This isn't an especially political story, but I was nevertheless amazed by what we learned at a hearing late last week of the House Transportation Committee. We're not allowed to fly with more than a few ounces of shampoo in a carry-on, but you might be amazed at what airlines can get away with.
In startling disclosures to Congress, federal inspectors overseeing Southwest Airlines say they were repeatedly thwarted by senior government officials from reporting critical problems that compromised the safety of passengers.
Federal whistle-blowers, other federal aviation inspectors and the independent investigator for the Department of Transportation testified Thursday that problems at Southwest were far more widespread than has previously been reported.

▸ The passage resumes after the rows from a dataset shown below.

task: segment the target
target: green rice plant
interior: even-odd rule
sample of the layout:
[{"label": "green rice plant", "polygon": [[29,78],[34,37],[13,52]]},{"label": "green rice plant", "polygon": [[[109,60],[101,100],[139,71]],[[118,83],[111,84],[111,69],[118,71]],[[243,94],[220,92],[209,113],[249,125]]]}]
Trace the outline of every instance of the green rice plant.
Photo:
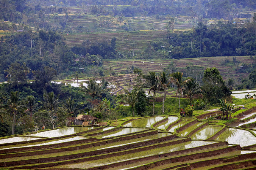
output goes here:
[{"label": "green rice plant", "polygon": [[57,167],[62,168],[90,168],[113,163],[121,162],[132,159],[163,154],[168,152],[171,152],[216,143],[216,142],[214,141],[190,141],[183,143],[159,147],[152,149],[145,150],[143,151],[136,152],[136,154],[135,154],[134,153],[132,153],[83,162],[60,166],[54,167]]},{"label": "green rice plant", "polygon": [[186,124],[188,122],[191,122],[194,119],[193,118],[181,118],[181,121],[175,124],[168,131],[169,132],[174,132],[175,129],[181,127],[184,125]]},{"label": "green rice plant", "polygon": [[221,127],[205,127],[198,131],[190,137],[192,139],[207,139],[222,129]]},{"label": "green rice plant", "polygon": [[82,131],[91,129],[93,127],[67,127],[49,131],[46,131],[36,134],[27,135],[29,136],[40,136],[52,138],[57,136],[68,135]]},{"label": "green rice plant", "polygon": [[18,136],[14,137],[6,138],[0,139],[0,144],[19,142],[23,141],[28,141],[37,139],[41,139],[41,138],[33,137],[24,136]]},{"label": "green rice plant", "polygon": [[168,116],[168,120],[167,122],[164,122],[157,125],[155,128],[157,129],[160,129],[163,130],[165,130],[168,127],[170,124],[176,121],[179,119],[177,116]]},{"label": "green rice plant", "polygon": [[[27,145],[24,145],[22,146],[19,146],[19,145],[16,145],[17,146],[15,146],[15,147],[10,147],[8,148],[1,148],[0,149],[0,150],[1,149],[13,149],[14,148],[19,148],[21,147],[32,147],[33,146],[43,146],[46,145],[50,145],[50,144],[56,144],[57,143],[64,143],[65,142],[71,142],[72,141],[74,141],[75,140],[79,140],[81,139],[88,139],[89,138],[88,137],[84,136],[72,136],[71,137],[69,137],[68,138],[62,138],[60,139],[57,140],[49,140],[49,141],[44,141],[43,142],[39,142],[40,143],[38,144],[29,144],[28,145],[28,144],[27,144]],[[16,145],[15,145],[16,146]]]},{"label": "green rice plant", "polygon": [[191,131],[193,131],[196,128],[198,127],[199,126],[200,126],[203,125],[205,123],[205,122],[198,122],[196,123],[193,125],[192,126],[191,126],[189,127],[188,127],[188,128],[186,128],[185,129],[183,130],[181,132],[179,132],[178,134],[182,136],[186,136],[188,135],[189,134],[189,133]]},{"label": "green rice plant", "polygon": [[124,128],[110,133],[97,136],[96,137],[98,139],[114,137],[148,130],[149,129],[145,128]]},{"label": "green rice plant", "polygon": [[163,116],[154,116],[134,120],[123,125],[124,127],[150,128],[157,122],[163,119]]}]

Transportation Department Inspector General Calvin Scovel said investigators in recent months found violations at the airline in addition to the breaches last year that prompted a $10.2 million fine against the carrier. Southwest violated four different crucial safety requirements on eight occasions since December 2006, including five this year, Scovel said.... Southwest knowingly flew 46 jets that had not received required inspections for cracks in the fuselage. When the inspections were finally completed, mechanics found cracks on six of the jets. Similar cracks caused a fatal air disaster on a jet in 1988 in Hawaii.

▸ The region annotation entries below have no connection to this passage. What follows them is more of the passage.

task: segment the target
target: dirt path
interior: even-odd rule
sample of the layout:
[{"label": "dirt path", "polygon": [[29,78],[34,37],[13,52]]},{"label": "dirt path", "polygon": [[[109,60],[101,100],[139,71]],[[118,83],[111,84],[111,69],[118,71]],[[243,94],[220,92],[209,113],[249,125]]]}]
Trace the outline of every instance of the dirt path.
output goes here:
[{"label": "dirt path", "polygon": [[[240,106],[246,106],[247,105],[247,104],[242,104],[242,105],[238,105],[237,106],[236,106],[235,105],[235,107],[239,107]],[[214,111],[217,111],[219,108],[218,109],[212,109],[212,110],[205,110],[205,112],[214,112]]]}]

If this were simply a story of an airline trying to cut corners, and in the process putting passengers at risk, it would be startling enough. But in this case, we're talking about federal inspectors who were pressured by their superiors to allow an airline to put passengers at risk.

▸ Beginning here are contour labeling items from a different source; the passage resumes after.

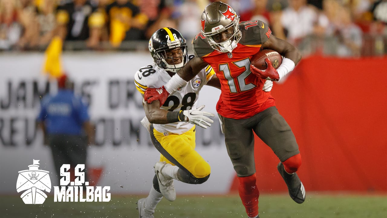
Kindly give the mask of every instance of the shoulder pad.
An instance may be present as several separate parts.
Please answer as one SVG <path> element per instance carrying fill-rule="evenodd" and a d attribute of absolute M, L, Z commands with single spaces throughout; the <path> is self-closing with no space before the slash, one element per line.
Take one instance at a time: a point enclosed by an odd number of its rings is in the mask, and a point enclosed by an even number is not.
<path fill-rule="evenodd" d="M 192 50 L 196 57 L 202 57 L 213 52 L 214 50 L 208 44 L 208 40 L 201 33 L 198 33 L 192 40 Z"/>
<path fill-rule="evenodd" d="M 240 23 L 242 38 L 239 43 L 245 45 L 260 45 L 271 35 L 267 24 L 259 20 L 243 21 Z"/>

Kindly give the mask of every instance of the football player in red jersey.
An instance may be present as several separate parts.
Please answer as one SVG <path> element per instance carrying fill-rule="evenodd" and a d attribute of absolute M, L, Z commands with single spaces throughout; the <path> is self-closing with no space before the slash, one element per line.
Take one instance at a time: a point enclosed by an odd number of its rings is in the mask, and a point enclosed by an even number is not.
<path fill-rule="evenodd" d="M 240 23 L 232 8 L 220 2 L 205 7 L 201 24 L 201 33 L 192 41 L 195 57 L 161 88 L 147 90 L 145 100 L 148 103 L 158 100 L 163 104 L 170 93 L 210 65 L 221 83 L 216 110 L 239 181 L 239 195 L 248 217 L 259 217 L 253 132 L 278 157 L 277 168 L 292 199 L 303 202 L 305 190 L 296 173 L 301 164 L 298 145 L 290 127 L 278 113 L 274 98 L 262 90 L 267 80 L 279 81 L 293 69 L 301 58 L 299 51 L 272 35 L 267 24 L 260 21 Z M 252 57 L 265 49 L 284 57 L 277 69 L 268 59 L 265 70 L 250 65 Z"/>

Apparently, the Texas office of the Transportation Department was staffed with people sympathetic to Southwest, so when inspectors raised concerns about safety breaches, regional managers reportedly ignored the warnings.
And as if negligence wasn't enough, Transportation Department officials apparently threatened inspectors who sought to protect public safety. Indeed, inspectors testified about "attempted revenge, orders to destroy incriminating documents and fears that a conspiracy may have extended to the FAA's Washington headquarters."
In one example, whistleblower Bobby Boutris told lawmakers about his experience after he found evidence of missed inspections. Boutris' Transportation Department supervisor ordered him not to enter negative findings against Southwest into the FAA's computer. Here's the punch-line: that supervisor has since been reassigned, but faced no disciplinary action. "What do you have to do to get fired there?"
Rep. Eddie Bernice Johnson (D-Texas) asked.
I've been wondering the same thing about the Bush administration for years.